At this point, we have ten 384-dimensional vectors (the fixed size specified by the model). To create a single vector for the document, I used mean pooling, which involves averaging the vectors element-wise. The result is a single 384-dimensional vector representing the entire document:

[-0.4843, 0.5799, 0.1977, -0.4021, -0.1579, ..., 0.2508, 0.1400, 0.2352, -0.1897, 0.0249]

Now we need to apply this process to full articles. Since a blog article is usually much longer than the example sentence above, you might also want to consider whether to split the text into chunks before processing it.

Cosine Similarity to Find Similar Vectors

This step is straightforward. We use the cosine similarity function to measure the similarity between pairs of vectors. The formula is well-defined and can be found in the Wikipedia article.

After calculating similarities, we apply filtering to exclude low-scoring matches and select the recommendations to display.

Handling Online Recommendation Queries

Since Astro is a static site generator, I compute all recommendations during the build process.
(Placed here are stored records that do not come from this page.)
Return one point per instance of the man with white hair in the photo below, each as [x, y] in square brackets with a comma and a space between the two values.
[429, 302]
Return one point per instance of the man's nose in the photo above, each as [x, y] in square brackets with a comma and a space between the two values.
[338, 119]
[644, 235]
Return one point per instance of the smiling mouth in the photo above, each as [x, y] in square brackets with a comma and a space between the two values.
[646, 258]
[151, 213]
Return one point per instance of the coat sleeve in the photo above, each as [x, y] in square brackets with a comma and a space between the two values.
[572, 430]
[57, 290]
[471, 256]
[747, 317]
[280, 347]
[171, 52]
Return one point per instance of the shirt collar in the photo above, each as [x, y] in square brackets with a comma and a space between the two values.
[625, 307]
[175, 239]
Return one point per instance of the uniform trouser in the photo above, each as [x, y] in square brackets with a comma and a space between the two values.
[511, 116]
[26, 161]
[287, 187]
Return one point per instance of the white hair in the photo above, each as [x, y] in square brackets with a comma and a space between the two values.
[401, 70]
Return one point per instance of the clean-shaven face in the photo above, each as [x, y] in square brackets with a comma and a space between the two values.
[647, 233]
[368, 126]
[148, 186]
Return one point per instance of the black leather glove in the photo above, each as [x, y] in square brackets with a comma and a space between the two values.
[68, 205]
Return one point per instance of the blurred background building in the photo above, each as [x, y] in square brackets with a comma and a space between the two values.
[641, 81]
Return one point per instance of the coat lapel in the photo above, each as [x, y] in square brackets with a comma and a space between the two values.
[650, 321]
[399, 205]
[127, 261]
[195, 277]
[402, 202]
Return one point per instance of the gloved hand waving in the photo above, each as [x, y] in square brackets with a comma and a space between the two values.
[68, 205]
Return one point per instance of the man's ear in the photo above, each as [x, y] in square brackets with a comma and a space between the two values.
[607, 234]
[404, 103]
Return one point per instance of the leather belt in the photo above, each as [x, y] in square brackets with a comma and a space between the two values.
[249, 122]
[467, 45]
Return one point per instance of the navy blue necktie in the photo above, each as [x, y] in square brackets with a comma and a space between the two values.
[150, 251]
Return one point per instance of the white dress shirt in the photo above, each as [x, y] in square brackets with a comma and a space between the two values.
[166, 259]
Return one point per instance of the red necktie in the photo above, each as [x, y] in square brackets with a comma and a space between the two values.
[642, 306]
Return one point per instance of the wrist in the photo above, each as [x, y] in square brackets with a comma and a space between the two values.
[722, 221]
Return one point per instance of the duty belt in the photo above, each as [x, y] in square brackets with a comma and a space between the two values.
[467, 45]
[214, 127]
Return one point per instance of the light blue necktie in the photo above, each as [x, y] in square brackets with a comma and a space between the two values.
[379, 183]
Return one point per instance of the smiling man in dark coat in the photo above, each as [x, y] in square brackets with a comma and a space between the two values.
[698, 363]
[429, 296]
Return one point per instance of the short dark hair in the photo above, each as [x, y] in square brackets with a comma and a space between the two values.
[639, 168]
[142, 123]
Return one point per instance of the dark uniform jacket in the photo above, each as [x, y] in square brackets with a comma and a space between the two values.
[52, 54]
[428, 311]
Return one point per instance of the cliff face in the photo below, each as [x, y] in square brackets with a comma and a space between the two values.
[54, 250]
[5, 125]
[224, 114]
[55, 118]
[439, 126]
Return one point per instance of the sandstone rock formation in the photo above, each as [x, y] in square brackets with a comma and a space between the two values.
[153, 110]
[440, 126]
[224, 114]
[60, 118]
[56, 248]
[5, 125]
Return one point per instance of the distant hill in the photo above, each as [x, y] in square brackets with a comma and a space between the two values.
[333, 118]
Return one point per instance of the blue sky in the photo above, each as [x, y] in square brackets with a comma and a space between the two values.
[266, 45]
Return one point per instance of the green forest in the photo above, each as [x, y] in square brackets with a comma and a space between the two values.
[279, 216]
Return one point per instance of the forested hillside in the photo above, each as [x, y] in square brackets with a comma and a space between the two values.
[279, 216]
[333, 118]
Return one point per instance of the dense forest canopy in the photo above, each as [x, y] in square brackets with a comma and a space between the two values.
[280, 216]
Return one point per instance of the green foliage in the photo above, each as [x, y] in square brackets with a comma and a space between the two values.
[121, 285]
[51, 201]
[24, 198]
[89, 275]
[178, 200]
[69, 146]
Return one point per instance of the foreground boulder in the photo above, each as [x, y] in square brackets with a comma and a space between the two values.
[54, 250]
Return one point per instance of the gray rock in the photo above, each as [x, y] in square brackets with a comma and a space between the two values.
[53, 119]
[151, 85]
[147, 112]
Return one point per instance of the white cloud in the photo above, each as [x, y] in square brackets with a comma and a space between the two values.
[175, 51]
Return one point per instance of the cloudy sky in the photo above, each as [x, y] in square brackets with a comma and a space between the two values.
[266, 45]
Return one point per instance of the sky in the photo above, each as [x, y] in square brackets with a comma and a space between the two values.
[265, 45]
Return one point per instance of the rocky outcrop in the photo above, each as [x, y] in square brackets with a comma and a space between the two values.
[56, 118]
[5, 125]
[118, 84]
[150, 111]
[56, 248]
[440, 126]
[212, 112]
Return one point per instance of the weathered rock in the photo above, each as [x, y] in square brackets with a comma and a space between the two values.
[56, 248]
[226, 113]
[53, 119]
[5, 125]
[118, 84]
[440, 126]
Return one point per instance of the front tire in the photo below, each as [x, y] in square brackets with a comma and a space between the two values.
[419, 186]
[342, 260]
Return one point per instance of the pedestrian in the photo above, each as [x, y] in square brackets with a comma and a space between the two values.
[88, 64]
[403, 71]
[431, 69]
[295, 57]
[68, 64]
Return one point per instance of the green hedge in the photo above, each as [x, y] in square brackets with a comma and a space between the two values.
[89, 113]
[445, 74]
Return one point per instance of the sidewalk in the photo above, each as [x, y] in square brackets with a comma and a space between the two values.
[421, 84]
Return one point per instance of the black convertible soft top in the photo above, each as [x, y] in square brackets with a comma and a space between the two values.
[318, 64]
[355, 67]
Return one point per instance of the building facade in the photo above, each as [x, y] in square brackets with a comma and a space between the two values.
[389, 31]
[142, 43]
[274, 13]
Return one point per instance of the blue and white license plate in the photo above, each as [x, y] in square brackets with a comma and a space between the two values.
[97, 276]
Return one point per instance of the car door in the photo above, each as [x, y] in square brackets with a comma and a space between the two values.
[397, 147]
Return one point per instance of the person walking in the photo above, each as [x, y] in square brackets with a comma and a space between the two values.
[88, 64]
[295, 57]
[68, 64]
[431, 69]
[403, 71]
This can be slow, but it only happens once before publishing the site. To speed up development, I implemented ad-hoc caching to avoid recalculating embeddings every time I update a page or post, which can otherwise slow down loading during development.

But what if we needed to serve recommendations dynamically on each page request, rather than precomputing them for static HTML?

Suppose we have an API with three methods: create post, update post, and fetch post (with recommendations included). One approach is to generate the embedding vector immediately after saving content to the database, possibly using CQRS (Command Query Responsibility Segregation) to offload this task to a separate server with some delay. This keeps the API responsive by avoiding delays from vector creation.

We can store these vectors in a database that supports vector storage and nearest-neighbor queries, such as PostgreSQL (with pgvector) or Elasticsearch. These databases can efficiently find similar vectors in the vector store. Assuming posts are created or updated infrequently, the main bottleneck would likely be executing nearest-neighbor queries, but this approach should perform well in most common scenarios.